Sweet old code of mine
During my undergraduate studies at UCSC I had an (excellent) electronics lecturer that liked to say that if another lecturer -- a hardcore software guy -- would look at his code, he'd call it 'immature'. I always liked that reference, and since I don't consider myself a programmer -- I've always viewed my software development as means to an end, not the end in and of itself -- I also tended to refer to my own code as immature.
The bulk of PCBmodE was written in the second half of 2012 with improvements that made it possible to design complete two layer boards added during the first half of 2013. Since then I've been patching it as I went along, but there's surprisingly few things I need to tweak when I'm designing boards with it these days. It works! (Yes, that's easy for me to say because I know where everything is!)
PCBmodE code is 'immature'. It was the first major software I've written in Python, and it's messy. I'm now working on another Python project for a client and I can tell how much I'd progressed in my understanding of Python's structure and organisational abilities. Like many, I'm sure, I'm slightly embarrassed with the code I've written in the past that's out there.

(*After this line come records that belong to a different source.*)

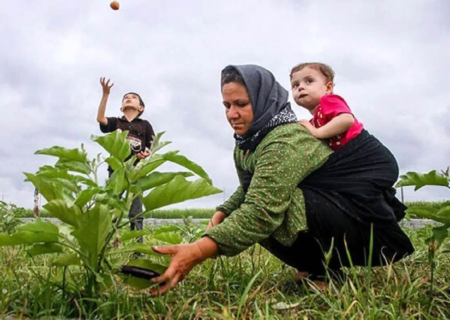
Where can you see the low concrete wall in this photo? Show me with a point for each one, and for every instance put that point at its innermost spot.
(413, 223)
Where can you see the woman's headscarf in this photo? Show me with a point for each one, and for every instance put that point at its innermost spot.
(269, 101)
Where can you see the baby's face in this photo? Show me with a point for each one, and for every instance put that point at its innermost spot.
(308, 86)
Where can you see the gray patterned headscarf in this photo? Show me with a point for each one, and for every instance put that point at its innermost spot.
(269, 101)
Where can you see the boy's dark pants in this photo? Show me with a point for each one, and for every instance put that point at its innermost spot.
(135, 209)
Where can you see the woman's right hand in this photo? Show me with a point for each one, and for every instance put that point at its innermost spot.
(217, 219)
(105, 85)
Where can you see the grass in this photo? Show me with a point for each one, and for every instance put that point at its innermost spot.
(253, 285)
(195, 213)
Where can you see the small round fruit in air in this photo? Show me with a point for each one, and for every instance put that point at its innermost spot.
(114, 5)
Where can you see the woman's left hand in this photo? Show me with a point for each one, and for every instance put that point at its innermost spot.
(184, 258)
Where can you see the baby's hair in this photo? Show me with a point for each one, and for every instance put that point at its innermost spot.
(322, 67)
(229, 75)
(141, 102)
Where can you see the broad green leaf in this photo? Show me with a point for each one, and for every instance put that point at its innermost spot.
(157, 144)
(117, 182)
(59, 177)
(61, 210)
(67, 259)
(115, 143)
(85, 196)
(446, 248)
(69, 285)
(441, 233)
(86, 181)
(69, 154)
(155, 179)
(166, 228)
(39, 249)
(178, 190)
(114, 163)
(188, 164)
(147, 264)
(50, 191)
(134, 234)
(31, 233)
(91, 231)
(169, 237)
(74, 166)
(145, 167)
(419, 180)
(441, 214)
(39, 226)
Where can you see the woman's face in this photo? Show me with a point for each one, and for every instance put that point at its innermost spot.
(238, 109)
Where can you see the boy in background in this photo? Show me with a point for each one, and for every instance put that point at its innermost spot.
(140, 135)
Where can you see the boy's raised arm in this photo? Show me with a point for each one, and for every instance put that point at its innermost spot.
(102, 107)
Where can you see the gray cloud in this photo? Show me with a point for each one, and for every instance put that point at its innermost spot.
(391, 61)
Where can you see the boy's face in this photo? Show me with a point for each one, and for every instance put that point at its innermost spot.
(131, 101)
(308, 86)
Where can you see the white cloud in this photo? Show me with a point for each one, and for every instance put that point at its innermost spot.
(390, 58)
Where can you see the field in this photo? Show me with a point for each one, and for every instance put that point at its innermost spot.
(195, 213)
(253, 285)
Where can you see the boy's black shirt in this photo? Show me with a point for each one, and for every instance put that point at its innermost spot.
(140, 132)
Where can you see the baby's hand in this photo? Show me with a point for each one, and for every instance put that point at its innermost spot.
(307, 125)
(105, 85)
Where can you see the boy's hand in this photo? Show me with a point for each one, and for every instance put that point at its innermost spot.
(144, 154)
(105, 85)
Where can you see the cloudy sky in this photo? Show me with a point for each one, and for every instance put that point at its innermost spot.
(391, 58)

When I released PCBmodE as an open source project in early 2013, I was hoping for a community of users and contributors to grow around it. That didn't happen, and the 'immaturity' of the code is partly to blame. Some time after the release I decided that if I wanted to make a living from 'beautifully functional circuits', I must concentrate on making things with PCBmodE rather than trying to get people to use it. It was a resource allocation trade-off. So the software remained unused and unusable by others.
But maybe there's no need for PCBmodE as a tool? That's certainly a possibility, and that's one reason why I'm concentrating on creating things with it rather than working on improving it for wider use. The other reason, of course, is that I don't want to enter the EDA business.
I'd really like to spend a month (or more) to refactor the entire codebase and introduce new features I've been working on, but I cannot afford to. I hope that in the future that would happen, perhaps in piecemeal over time. Until then, 'immature' code it is!